- Renate Schottelius
- Born: 8 December 1921 Flensburg, Germany
- Died: 27 September 1998 (aged 76) Buenos Aires, Argentina
- Occupations: Dancer and choreographer

= Renate Schottelius =

German dancer and choreographer

Renate Schottelius (8 December 1921 – 27 September 1998) was a German dancer and choreographer known for her work in Argentina and the United States.

==Life==
Schottelius was born in Flensburg. Her parents moved so that she could be trained in ballet at the Berlin Opera and at the Mary Wigman School where she worked under Alice Uhlen and Ruth Abramovitz. She had to leave in 1936 because of Nazism. Her father, Professor Justus W. Schottelius, and mother chose to move to Colombia but Schottelius chose Argentina where her uncle lived. She was just 14 when she arrived and she had to take work so that she could continue to study at the National Ballet School in Buenos Aires.

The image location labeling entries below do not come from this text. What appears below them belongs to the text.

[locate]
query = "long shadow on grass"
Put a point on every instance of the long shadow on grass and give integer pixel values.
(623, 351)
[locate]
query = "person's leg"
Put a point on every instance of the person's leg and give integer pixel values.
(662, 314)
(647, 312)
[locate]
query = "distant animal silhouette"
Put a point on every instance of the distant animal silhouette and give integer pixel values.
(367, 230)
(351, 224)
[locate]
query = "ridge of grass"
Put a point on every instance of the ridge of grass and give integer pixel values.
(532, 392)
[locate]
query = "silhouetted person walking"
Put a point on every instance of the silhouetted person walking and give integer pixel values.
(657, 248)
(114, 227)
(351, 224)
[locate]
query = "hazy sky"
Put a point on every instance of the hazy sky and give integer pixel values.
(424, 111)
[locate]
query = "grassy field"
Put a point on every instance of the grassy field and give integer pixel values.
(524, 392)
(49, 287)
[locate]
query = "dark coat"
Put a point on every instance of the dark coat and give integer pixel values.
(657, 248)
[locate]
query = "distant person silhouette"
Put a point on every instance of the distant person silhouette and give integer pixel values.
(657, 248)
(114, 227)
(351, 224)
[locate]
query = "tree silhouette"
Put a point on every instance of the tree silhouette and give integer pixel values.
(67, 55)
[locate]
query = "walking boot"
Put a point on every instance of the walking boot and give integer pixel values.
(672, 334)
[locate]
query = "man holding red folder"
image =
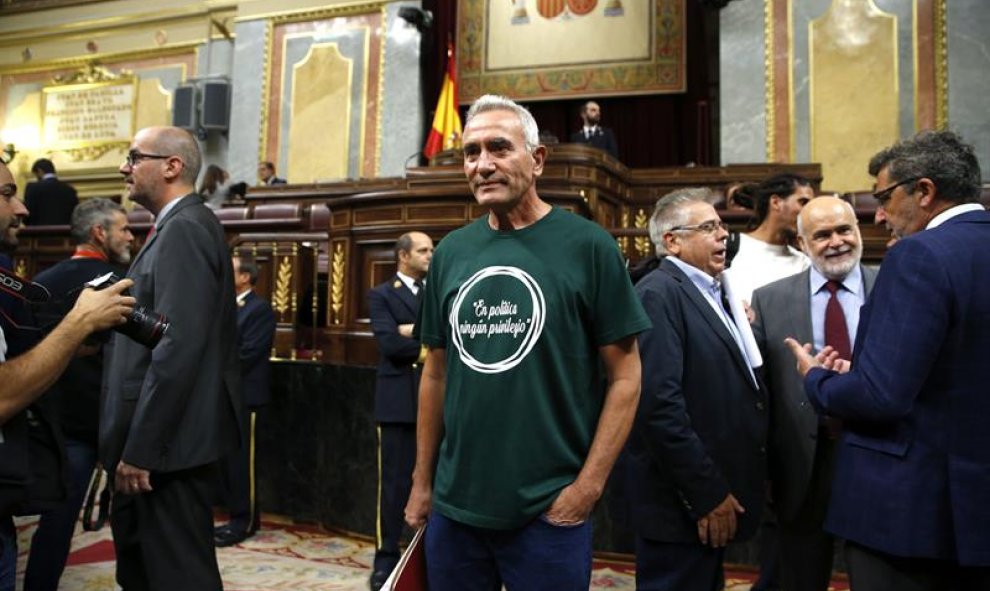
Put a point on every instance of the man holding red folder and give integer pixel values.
(531, 379)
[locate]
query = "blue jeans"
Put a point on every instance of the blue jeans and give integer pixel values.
(535, 557)
(8, 554)
(52, 540)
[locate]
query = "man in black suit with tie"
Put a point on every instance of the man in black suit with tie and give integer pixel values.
(592, 133)
(255, 332)
(49, 200)
(393, 307)
(697, 452)
(170, 412)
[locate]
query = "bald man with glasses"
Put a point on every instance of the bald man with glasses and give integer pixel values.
(171, 412)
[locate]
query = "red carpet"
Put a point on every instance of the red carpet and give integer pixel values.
(284, 556)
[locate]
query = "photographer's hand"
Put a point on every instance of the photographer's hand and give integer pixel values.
(99, 310)
(132, 480)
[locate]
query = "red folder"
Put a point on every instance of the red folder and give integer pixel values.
(410, 573)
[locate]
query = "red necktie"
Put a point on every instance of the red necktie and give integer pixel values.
(836, 333)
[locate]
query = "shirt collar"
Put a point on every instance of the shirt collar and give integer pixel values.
(168, 207)
(951, 213)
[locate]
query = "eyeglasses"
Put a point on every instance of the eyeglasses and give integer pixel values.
(884, 196)
(8, 191)
(134, 157)
(709, 227)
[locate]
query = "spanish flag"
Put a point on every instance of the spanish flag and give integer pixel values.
(446, 131)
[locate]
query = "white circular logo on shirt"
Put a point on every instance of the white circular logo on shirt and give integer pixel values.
(496, 318)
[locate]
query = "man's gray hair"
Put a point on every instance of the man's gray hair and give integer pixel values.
(845, 205)
(670, 212)
(492, 102)
(181, 143)
(89, 213)
(941, 156)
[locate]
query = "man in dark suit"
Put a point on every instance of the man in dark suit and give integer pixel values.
(49, 200)
(393, 306)
(913, 468)
(697, 451)
(103, 245)
(802, 449)
(170, 412)
(255, 332)
(592, 132)
(266, 173)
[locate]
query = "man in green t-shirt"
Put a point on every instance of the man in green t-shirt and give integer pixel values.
(531, 379)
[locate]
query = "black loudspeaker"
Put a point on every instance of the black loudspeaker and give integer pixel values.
(215, 106)
(184, 107)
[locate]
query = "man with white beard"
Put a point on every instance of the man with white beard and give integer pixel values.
(821, 306)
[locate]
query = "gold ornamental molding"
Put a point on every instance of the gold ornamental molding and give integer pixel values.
(623, 241)
(281, 296)
(103, 58)
(337, 266)
(293, 16)
(642, 243)
(941, 65)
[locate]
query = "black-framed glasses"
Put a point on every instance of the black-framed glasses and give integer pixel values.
(883, 196)
(134, 156)
(709, 227)
(8, 191)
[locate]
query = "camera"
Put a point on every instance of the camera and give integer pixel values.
(143, 325)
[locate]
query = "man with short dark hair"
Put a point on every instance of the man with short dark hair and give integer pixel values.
(170, 412)
(913, 468)
(392, 307)
(593, 133)
(103, 240)
(266, 173)
(255, 332)
(49, 200)
(697, 453)
(819, 305)
(531, 378)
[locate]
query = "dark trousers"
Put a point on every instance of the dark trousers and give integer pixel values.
(669, 566)
(872, 570)
(240, 479)
(164, 538)
(396, 460)
(806, 549)
(52, 540)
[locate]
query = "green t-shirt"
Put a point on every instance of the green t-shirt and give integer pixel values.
(521, 315)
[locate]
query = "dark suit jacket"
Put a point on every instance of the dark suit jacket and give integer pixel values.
(255, 332)
(397, 386)
(50, 202)
(700, 430)
(783, 309)
(603, 140)
(913, 468)
(178, 405)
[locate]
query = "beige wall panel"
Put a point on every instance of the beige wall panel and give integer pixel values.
(854, 90)
(321, 102)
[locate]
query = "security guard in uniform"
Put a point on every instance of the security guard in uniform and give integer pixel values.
(393, 307)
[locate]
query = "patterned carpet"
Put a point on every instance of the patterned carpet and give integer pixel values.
(284, 556)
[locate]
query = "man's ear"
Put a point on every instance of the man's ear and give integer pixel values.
(539, 158)
(928, 192)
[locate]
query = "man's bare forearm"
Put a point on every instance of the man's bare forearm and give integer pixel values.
(25, 378)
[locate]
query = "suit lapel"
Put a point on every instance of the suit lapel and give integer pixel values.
(800, 302)
(405, 294)
(711, 318)
(159, 224)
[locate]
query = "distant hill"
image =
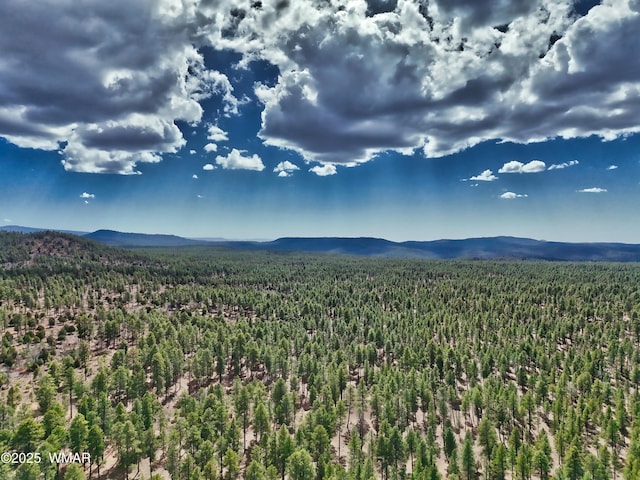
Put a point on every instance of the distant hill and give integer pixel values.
(470, 248)
(21, 229)
(17, 249)
(121, 239)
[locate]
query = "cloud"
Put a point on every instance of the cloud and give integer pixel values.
(105, 86)
(436, 76)
(485, 176)
(324, 170)
(512, 195)
(559, 166)
(534, 166)
(235, 160)
(216, 134)
(593, 190)
(285, 169)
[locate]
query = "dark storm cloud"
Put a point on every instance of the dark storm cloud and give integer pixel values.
(443, 76)
(108, 79)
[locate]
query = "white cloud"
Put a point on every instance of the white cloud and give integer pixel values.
(485, 176)
(115, 84)
(593, 190)
(534, 166)
(216, 134)
(512, 195)
(285, 169)
(435, 76)
(235, 160)
(559, 166)
(324, 170)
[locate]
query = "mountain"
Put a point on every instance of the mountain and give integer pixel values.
(470, 248)
(41, 247)
(21, 229)
(121, 239)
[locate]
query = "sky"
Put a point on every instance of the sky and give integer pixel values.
(397, 119)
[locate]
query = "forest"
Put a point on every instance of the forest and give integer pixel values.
(205, 363)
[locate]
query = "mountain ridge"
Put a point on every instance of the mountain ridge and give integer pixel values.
(499, 247)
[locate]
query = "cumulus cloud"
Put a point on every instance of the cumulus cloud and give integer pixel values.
(593, 190)
(235, 160)
(534, 166)
(285, 169)
(102, 85)
(216, 134)
(485, 176)
(355, 78)
(324, 170)
(512, 195)
(559, 166)
(438, 76)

She perfected with Miriam Winslow dancing between 1942 and 1947. Winslow was an important colleague. Together they toured Argentina with 18 dancers, two pianists and a drummer.

In 1953 she traveled to the United States where she studied with Martha Graham, José Limón, Hanya Holm, Agnes De Mille and other choreographers. She taught at the Boston Conservatory in the early 1970s.

Schottelius' choreographies were presented at the Teatro Presidente Alvear, Teatro San Martín, Teatro Blanca Podestá and the Teatro Astral.

She returned to Germany to visit in 1958 and lectured in Boston.

Among her most outstanding disciples, the Argentine choreographer Oscar Aráiz and Ana María Stekelman.

In 1989 she received the Konex Award – Merit Diploma as one of the best choreographers in Argentine history.

Schottelius died in 1998 in Buenos Aires.